Imaging acquisition parameters

A default commercially available AI-driven image enhancement software, SubtleMR Version 2.4 (Subtle Medical, with FDA 510(K) clearance under K223623), was utilized on DANTE-CAIPI-SPACE sequences to enhance image quality. This software leverages an unrolled deep convolutional neural network trained on a vast data set of low- and high-quality image pairs from multiple manufacturers, institutions, and magnetic field strengths. Following the application of this AI-based algorithm, a new set of images with the same nominal resolution as the DANTE-CAIPI-SPACE sequence was produced.

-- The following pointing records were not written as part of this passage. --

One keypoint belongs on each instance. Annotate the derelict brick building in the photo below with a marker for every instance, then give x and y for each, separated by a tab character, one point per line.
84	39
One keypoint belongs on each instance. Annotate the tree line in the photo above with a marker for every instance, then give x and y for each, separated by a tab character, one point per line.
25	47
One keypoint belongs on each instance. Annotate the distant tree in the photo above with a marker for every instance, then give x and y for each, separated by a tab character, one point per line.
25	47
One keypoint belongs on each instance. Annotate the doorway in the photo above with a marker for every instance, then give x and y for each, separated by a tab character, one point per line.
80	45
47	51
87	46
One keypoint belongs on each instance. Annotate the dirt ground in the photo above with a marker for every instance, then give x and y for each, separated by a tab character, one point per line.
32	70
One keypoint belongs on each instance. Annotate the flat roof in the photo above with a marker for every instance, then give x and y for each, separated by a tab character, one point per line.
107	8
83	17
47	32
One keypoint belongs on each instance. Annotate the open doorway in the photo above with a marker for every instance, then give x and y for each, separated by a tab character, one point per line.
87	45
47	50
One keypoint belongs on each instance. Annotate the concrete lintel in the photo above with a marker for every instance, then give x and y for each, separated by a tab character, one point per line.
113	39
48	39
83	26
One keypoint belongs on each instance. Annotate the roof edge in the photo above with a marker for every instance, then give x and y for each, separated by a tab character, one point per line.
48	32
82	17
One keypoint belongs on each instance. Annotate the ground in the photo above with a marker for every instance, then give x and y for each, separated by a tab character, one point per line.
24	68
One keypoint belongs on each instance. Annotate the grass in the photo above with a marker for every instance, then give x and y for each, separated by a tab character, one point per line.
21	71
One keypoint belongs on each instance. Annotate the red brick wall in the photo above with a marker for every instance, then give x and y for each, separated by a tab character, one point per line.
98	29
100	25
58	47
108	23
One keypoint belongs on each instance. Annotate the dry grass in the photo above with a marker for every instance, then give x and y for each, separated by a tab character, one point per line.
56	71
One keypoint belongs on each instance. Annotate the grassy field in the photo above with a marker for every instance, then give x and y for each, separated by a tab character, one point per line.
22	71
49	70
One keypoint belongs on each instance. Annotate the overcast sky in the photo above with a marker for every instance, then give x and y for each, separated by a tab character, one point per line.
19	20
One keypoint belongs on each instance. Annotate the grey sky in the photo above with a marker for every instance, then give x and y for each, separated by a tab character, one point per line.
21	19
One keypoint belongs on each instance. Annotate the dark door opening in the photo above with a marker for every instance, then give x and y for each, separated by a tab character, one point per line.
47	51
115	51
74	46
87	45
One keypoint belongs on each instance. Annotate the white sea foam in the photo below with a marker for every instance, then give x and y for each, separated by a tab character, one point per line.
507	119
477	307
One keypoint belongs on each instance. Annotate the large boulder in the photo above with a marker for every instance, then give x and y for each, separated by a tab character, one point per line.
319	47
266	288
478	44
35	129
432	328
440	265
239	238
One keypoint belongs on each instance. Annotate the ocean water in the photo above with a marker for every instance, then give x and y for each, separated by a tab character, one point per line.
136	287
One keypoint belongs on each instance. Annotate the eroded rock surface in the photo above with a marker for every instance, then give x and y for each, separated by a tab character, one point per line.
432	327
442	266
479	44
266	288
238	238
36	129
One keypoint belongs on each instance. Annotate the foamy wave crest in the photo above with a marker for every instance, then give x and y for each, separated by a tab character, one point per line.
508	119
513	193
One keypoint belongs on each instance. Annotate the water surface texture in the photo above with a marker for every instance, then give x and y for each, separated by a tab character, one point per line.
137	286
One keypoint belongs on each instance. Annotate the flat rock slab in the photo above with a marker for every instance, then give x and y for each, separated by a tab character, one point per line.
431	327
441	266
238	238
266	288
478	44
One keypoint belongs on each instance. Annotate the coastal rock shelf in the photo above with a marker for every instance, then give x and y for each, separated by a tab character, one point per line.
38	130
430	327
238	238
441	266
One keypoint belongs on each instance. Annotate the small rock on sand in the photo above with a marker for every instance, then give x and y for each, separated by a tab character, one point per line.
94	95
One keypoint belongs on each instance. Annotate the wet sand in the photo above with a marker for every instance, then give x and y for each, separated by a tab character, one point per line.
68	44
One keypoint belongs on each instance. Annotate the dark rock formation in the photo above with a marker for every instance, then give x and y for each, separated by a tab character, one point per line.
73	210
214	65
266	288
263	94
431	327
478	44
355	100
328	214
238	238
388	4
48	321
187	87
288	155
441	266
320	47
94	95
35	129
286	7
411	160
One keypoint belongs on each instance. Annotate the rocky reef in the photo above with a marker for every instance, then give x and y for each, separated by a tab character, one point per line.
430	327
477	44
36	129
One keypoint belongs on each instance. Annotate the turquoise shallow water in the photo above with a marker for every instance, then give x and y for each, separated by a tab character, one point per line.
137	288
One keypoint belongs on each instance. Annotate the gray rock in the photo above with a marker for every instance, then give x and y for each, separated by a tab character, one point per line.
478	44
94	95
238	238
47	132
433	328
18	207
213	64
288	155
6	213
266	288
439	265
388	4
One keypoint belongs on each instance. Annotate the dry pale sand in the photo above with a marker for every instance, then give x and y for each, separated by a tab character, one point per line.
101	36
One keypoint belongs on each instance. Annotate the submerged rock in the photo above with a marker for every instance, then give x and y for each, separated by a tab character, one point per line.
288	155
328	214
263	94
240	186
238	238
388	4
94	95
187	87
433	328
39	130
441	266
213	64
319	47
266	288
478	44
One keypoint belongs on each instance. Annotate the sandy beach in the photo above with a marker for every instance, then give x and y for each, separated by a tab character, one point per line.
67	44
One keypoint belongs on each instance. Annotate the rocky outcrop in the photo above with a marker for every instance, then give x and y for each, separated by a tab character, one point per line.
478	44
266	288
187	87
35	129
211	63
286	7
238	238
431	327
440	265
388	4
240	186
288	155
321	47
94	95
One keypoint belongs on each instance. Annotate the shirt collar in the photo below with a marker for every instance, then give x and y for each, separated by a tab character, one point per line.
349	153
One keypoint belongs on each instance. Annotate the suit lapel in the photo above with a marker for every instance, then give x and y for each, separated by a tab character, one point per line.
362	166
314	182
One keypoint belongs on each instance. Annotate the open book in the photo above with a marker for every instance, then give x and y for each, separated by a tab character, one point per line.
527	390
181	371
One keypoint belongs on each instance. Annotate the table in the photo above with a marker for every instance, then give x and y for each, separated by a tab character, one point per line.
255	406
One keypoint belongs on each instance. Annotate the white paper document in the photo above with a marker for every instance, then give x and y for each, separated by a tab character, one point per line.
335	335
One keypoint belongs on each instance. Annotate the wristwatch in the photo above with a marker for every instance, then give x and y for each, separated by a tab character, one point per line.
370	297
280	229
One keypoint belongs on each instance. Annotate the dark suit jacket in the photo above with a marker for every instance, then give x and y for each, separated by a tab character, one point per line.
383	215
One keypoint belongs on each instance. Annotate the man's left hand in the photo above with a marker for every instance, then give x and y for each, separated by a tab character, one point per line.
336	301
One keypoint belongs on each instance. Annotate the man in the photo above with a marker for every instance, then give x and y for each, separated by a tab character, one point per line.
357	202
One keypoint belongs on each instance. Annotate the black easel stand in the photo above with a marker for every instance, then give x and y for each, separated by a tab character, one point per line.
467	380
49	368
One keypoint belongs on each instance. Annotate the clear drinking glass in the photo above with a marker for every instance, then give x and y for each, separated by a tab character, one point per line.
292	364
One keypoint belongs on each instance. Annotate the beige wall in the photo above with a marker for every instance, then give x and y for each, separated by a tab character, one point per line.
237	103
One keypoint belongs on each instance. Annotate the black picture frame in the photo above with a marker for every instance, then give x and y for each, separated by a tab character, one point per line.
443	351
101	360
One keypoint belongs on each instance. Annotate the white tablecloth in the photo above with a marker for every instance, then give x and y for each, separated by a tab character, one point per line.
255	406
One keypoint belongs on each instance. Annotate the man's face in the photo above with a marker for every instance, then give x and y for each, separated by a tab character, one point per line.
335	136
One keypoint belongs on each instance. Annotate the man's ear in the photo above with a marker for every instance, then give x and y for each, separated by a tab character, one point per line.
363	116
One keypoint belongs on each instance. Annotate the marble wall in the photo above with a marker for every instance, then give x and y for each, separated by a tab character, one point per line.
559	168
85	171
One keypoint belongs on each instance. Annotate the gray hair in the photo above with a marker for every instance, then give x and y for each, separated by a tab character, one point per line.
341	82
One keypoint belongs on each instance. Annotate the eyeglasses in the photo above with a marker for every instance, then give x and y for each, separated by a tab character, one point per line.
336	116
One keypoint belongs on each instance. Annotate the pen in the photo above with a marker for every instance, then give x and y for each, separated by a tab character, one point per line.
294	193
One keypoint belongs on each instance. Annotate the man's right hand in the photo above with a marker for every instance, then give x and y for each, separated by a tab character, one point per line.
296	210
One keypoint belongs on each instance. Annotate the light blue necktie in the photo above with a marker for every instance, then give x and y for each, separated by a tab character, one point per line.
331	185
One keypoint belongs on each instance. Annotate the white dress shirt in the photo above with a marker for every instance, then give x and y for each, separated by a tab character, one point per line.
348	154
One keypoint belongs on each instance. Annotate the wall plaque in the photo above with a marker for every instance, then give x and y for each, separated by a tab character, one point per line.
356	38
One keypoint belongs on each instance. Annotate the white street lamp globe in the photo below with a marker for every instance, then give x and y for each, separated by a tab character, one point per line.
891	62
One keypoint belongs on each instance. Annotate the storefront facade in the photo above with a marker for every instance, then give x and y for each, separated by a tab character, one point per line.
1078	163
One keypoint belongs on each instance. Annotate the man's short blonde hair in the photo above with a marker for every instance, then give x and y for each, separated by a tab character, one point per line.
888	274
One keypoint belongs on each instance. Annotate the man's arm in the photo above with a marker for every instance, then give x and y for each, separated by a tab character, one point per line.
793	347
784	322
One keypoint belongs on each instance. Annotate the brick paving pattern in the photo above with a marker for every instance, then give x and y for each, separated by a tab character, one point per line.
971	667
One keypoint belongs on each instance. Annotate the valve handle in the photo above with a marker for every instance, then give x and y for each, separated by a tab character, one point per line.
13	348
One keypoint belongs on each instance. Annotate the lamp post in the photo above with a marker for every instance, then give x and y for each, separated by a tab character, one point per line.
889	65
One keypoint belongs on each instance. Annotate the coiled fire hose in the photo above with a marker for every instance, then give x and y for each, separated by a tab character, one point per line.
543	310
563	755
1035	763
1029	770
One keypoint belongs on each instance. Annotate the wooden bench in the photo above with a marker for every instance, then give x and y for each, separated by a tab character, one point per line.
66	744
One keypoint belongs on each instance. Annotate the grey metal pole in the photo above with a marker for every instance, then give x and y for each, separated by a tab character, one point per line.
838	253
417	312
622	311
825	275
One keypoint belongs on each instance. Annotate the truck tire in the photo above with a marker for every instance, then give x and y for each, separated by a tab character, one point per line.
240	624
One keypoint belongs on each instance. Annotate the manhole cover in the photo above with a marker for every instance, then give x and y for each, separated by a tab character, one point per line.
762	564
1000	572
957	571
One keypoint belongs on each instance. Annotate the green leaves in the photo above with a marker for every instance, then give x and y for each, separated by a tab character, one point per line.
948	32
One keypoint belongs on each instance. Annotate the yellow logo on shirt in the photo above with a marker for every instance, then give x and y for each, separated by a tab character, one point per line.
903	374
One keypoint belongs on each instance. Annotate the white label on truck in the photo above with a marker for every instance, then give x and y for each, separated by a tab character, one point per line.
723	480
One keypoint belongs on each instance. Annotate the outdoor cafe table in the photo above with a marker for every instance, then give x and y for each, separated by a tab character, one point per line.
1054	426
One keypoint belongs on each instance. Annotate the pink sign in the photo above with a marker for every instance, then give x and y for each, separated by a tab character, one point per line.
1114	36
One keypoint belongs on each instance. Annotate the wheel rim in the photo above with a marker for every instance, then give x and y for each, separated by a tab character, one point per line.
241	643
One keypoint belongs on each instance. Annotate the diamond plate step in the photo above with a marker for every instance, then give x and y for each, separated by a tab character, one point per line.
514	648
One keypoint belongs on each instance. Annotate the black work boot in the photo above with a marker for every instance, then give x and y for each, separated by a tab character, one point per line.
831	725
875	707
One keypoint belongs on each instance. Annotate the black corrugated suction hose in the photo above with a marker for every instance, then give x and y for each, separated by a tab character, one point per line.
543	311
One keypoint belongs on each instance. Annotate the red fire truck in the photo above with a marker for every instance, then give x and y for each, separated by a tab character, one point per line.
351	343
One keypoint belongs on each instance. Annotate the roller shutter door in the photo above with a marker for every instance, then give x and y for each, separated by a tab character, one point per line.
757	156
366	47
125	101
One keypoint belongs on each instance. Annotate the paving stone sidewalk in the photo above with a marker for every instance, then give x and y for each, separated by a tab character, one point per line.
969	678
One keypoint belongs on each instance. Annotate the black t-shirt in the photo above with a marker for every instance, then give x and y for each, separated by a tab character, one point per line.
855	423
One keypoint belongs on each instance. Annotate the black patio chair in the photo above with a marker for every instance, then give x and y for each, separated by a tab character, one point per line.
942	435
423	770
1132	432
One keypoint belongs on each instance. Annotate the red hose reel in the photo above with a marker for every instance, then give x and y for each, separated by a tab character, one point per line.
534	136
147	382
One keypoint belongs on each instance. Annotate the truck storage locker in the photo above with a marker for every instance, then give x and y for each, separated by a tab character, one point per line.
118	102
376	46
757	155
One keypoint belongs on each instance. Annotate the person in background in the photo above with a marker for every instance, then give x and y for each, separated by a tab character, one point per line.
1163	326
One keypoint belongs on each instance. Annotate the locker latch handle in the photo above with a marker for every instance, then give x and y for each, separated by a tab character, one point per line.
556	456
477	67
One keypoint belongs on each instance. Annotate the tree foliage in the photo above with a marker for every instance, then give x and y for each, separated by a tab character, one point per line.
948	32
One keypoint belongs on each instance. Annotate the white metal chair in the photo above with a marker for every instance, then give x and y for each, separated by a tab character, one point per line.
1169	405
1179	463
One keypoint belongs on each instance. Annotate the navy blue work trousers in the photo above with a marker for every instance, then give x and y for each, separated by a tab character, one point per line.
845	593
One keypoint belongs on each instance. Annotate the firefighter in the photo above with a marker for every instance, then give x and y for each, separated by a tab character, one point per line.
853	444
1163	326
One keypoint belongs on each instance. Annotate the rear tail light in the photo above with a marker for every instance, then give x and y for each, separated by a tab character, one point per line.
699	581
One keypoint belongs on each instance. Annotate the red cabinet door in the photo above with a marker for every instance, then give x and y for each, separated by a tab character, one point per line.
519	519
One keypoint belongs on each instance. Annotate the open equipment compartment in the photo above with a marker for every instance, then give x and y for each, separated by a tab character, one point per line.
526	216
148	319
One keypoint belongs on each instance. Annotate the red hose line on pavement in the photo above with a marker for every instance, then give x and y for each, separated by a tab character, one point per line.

Qualitative Image Analysis

A senior board-certified neuroradiologist (M.M.-B.) and a second rater (G.C.) with 19 and 13 years of neurovascular imaging review experience, respectively, independently evaluated the cases. Both raters were blinded to patient and sequence information. For each case, the sequence descriptions and labels were removed, and the SPACE, DANTE-CAIPI-SPACE, and DANTE-CAIPI-SPACE+DL were reviewed in parallel by using RadiAnt DICOM viewer (Medixant) with ratings performed for each acquisition. The rating scales used in this study were those used in a prior study.19 The reviewers rated overall image quality, qualitative SNR, arterial blood suppression, venous blood suppression, and lesion assessment by using a 4-point Likert scale. The presence and impact of artifacts were rated on a 5-point scale modified from a previously developed scale.22 The image review score details are listed in Table 2.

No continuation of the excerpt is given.